Populate it with the following:

server {
  server_name example.com www.example.com;
  root /home/username/blog/public/; #Absolute path to where your hugo site is
  index index.html; # Hugo generates HTML
  error_page 404 /404.html;
}

Move this file onto sites-enabled:

sudo ln -s /etc/nginx/sites-available/blog /etc/nginx/sites-enabled/blog

Make sure that your DNS is setup to point to your server. And the website is ready to serve!

SSL/HTTPS

Let’s get SSL setup. The simplest way is to get it up and going is by using certbot. It’s extremely easy to use with nginx and almost fully automated for certificate renewals.
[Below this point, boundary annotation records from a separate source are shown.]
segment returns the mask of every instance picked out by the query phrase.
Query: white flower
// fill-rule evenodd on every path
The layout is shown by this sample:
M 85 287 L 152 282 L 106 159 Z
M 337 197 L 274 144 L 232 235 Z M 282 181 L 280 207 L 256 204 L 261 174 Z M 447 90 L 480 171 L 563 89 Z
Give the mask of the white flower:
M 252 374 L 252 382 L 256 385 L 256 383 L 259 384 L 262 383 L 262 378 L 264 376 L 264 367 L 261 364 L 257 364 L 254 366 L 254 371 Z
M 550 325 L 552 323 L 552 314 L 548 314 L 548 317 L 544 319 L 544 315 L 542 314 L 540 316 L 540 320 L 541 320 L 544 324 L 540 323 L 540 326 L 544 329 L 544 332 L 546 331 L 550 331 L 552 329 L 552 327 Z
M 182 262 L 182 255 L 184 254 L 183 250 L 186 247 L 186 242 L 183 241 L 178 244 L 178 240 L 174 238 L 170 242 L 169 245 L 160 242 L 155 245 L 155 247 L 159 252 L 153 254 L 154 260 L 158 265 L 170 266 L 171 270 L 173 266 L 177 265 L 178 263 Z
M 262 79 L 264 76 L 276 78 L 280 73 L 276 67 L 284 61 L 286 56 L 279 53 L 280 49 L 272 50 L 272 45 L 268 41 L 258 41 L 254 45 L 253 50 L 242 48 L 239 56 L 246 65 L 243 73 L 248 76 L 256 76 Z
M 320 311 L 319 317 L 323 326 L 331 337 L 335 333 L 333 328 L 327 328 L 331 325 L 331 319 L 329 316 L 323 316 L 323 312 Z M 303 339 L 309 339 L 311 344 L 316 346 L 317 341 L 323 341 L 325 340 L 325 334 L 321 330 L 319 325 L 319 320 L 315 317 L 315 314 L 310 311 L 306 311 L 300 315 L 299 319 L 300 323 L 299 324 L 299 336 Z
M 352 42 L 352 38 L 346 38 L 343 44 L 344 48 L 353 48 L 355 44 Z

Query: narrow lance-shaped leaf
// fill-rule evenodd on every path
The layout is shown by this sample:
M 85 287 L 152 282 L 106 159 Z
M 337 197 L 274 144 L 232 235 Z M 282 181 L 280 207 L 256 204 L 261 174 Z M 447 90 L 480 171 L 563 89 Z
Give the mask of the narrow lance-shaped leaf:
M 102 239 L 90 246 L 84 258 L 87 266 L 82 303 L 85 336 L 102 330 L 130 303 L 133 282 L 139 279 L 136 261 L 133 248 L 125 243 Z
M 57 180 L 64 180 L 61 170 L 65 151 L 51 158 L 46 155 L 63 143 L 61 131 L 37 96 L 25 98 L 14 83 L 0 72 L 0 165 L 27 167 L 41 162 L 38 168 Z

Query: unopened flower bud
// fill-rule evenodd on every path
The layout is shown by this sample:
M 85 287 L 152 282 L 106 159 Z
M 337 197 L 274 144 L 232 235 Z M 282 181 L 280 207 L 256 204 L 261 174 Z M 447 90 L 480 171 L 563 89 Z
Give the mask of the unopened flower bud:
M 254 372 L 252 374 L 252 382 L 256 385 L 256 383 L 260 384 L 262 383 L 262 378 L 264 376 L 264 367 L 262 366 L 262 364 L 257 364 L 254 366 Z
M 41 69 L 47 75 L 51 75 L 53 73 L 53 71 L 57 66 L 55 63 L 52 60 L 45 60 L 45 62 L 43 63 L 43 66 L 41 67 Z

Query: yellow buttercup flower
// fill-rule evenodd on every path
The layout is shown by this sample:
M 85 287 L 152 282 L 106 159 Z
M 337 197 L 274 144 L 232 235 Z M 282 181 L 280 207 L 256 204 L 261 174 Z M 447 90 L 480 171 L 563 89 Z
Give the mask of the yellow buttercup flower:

Install certbot (on Debian/Ubuntu):

sudo apt install certbot python3-certbot-nginx

Afterwards, simply run certbot and follow the prompts.

sudo certbot --nginx

Autodeployment with GitHub Actions

Here’s a simple GitHub actions to get deployment on push:

---
name: CI

# Controls when the action will run.
on:
  # Triggers the workflow on push to master (including merged PRs)
  push:
    branches: [main]

  # Allows you to run this workflow manually from the Actions tab
  workflow_dispatch:

# A workflow run is made up of one or more jobs that can run sequentially or
# in parallel
jobs:
  # This workflow contains a single job called "build"
  update:
    # The type of runner that the job will run on
    runs-on: ubuntu-latest

    # Steps represent a sequence of tasks that will be executed as part of
    # the job
    steps:
    - name: Updating website.
      uses: appleboy/ssh-action@master
      with:
        host: ${{ secrets.HOST }}
        username: ${{ secrets.USERNAME }}
        key: ${{ secrets.PRIVATE_KEY }}
        port: ${{ secrets.SSH_PORT }}
        script: |
          cd blog
          git stash
          git pull --force origin main
          git submodule update
          hugo -s /full/path/to/your/static/page --cacheDir ~/hugocache

Make sure to replace parts as needed! And make sure that the secrets are populated.

That’s it!

Hope this helps, and happy making a Hugo static site!